I agree in principle. I think that you ought not to be signing anything until the end of a 30 day period. When I relinquished you signed after 5 days and then got a 30 day revocation period (if that is the right word)
I feel that I was rushed and that I signed too soon, I have always felt haunted about that. I wish that everyone had just backed off and let me decide and that I’d not been allowed to sign until after 30 days. I still don’t know what I would have decided but I am thinking I would not have relinquished.
Either way I don’t think rushing a mother so soon after she has given birth is a good idea. I am still haunted about leaving that new born baby, I was her mother I should have taken her home with me.
I also agree that the people adopting ought to do so with a clear conscience, no pressure, no coercion, just take some distance and let the mother not feel obligated to relinquish.
Just to clarify I was agreeing in principle to the comment made by Osolomama, not the other one that seems to be very unkind. Perhaps I misunderstood? Why have so much anger and then have a blog with jolly Christmas songs? These are the things in life that baffle me.
I don’t want to come back to this blog anymore if it’s going to have such mean comments like that one.
Thanks for letting have a voice Heidi. All the best.
bye,
Kim
Hi, Kim: Regarding your message about the “mean” post (I think you mean the one by “Mighty Mom,” one of my contributing writers), I’d have to say that in the grand spectrum of comments I’ve been fielding this past week, hers was mild by comparison. It was also one of the few that wrote from an adoptive mother perspective — almost all the rest wrote from an AA/BM perspective. I’m guessing it’s because most AMs (those in the trenches) aren’t as passionate about the subject as the other two sides of the triad. Not because it isn’t important, but because there are other issues that are more pressing to the AM’s immediate life experience.

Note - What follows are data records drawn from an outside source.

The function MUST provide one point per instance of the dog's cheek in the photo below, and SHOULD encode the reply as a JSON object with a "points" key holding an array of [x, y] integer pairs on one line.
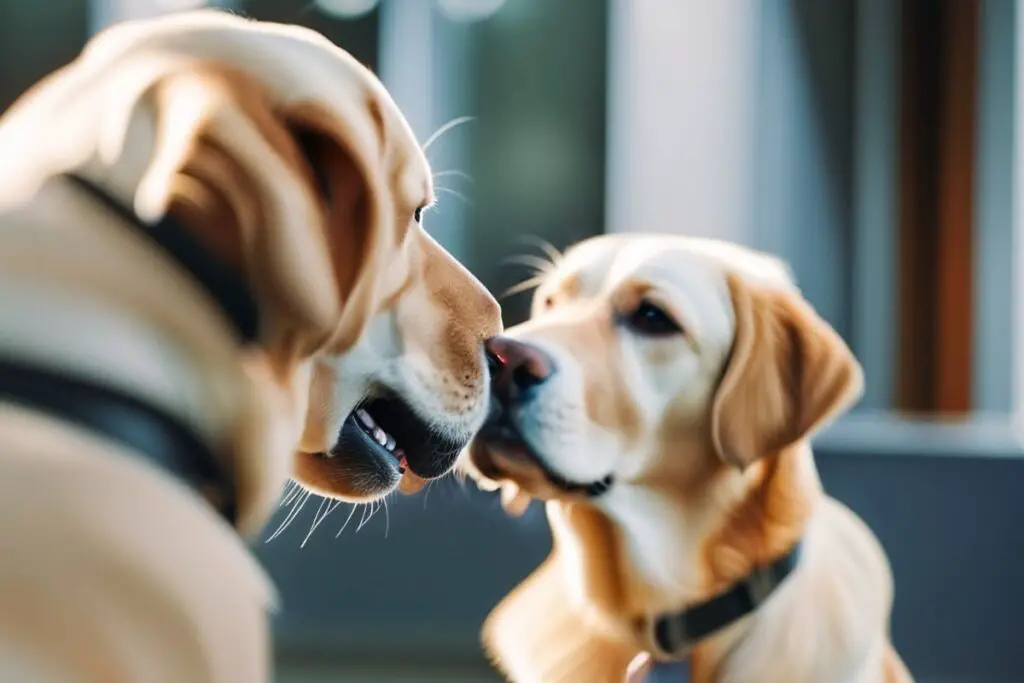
{"points": [[514, 501]]}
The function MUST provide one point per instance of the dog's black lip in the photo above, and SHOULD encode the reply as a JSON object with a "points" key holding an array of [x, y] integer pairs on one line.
{"points": [[503, 433], [428, 453]]}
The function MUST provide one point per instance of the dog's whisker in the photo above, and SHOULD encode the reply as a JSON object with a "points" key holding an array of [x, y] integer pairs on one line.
{"points": [[524, 286], [539, 264], [363, 516], [316, 521], [455, 193], [331, 507], [426, 494], [347, 519], [290, 517], [452, 172], [454, 123], [549, 249], [292, 495]]}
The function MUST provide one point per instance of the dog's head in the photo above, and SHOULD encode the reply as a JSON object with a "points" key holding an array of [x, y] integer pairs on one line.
{"points": [[399, 406], [290, 162], [658, 363], [658, 399]]}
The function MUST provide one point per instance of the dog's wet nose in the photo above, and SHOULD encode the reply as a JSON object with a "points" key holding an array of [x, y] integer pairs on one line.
{"points": [[516, 367]]}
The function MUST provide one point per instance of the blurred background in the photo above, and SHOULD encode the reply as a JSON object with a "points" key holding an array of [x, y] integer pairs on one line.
{"points": [[875, 144]]}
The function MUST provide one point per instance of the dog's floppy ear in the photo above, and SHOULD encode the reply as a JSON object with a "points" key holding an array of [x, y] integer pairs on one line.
{"points": [[293, 197], [788, 374]]}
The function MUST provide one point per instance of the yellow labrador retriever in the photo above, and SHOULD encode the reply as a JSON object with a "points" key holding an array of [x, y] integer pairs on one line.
{"points": [[197, 217], [660, 399]]}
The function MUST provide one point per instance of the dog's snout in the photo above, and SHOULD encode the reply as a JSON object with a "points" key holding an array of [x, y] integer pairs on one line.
{"points": [[516, 367]]}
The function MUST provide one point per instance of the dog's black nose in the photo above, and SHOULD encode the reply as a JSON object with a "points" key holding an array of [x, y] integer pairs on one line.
{"points": [[516, 367]]}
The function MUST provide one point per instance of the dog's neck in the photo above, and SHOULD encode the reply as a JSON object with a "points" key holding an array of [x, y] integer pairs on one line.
{"points": [[89, 298], [667, 553]]}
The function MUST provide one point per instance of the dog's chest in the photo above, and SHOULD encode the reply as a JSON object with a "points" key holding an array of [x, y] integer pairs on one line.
{"points": [[660, 546]]}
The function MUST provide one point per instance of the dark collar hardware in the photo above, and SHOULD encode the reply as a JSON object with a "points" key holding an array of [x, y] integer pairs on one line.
{"points": [[676, 633], [162, 439]]}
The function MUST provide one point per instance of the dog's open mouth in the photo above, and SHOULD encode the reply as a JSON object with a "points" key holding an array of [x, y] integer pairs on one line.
{"points": [[388, 430], [503, 438]]}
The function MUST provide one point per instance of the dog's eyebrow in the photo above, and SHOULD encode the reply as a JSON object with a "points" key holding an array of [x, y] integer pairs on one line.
{"points": [[677, 302]]}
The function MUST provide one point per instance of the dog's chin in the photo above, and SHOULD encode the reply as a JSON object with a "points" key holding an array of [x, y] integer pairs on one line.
{"points": [[501, 455], [383, 445]]}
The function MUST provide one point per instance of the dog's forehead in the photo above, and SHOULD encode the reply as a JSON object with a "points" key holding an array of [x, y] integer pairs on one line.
{"points": [[296, 63], [674, 260]]}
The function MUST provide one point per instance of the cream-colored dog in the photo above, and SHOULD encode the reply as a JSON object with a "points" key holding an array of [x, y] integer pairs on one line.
{"points": [[208, 225], [660, 399]]}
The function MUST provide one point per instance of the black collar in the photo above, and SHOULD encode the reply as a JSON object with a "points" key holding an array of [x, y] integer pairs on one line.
{"points": [[676, 633], [145, 429], [228, 291]]}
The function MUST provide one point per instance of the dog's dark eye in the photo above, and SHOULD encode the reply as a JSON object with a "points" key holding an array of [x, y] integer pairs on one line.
{"points": [[651, 321]]}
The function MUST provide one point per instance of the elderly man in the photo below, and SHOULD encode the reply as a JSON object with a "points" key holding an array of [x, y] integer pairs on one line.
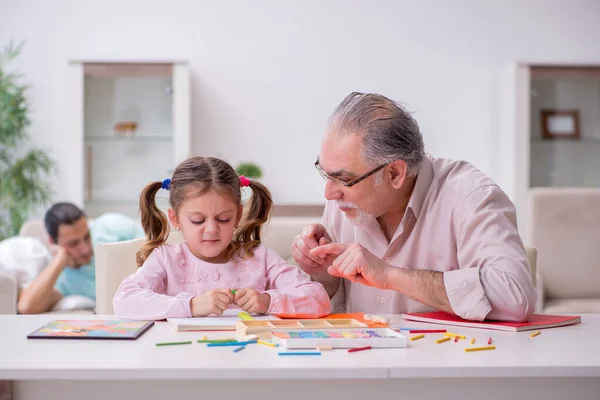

Kippa: Regarding Dr. Somerville (and the latest comment you left at “Sneak Preview”), I believe my point was that IF mandated records become the standard, then the AR/invitro records should also be opened. I continue to believe that (a) the state’s primary responsibility is to the parents who are raising the child (adoptive parents, which as Professor Samuels indicated was at least partly the reason why the records were sealed in the first place) and (b) open records should have a safeguard (such as mutual consent, or mutual veto) to protect the privacy of all parties.
If you have not already done so, I’d encourage you to read the NCFA website on mutual consent: http://www.adoptioncouncil.org/mutual_consent.html
Also the Atwood related article: http://www.adoptioncouncil.org/resources/documents/ConsentorCoercion-AFBIV.pdf
Heidi
How did I ever get the spelling of vulture that wrong?!! Looked at it a few times and thought. . .ooooh, that’s not right. But anyway. . .just to add that there are people who string people along in all sorts of ways. But when it comes to policy, it would seem to me that a policy that ensures the mother has had time to experience her newborn and be totally comfortable with an adoption plan if that is what she is doing would be the best for everyone, including prospective a-parents. Would you not want to know for certain that a child was genuinely free to be adopted?
Mighty Mom, I think the downside you refer to would also be minimized if fewer plans were finalized before the child is born. If countries can make it work then maybe we should be studying their results. And by the way, I never slammed international adoption. I am the single mother of a child adopted internationally. I know all about orphanages. Where you got that idea from my post is beyond me.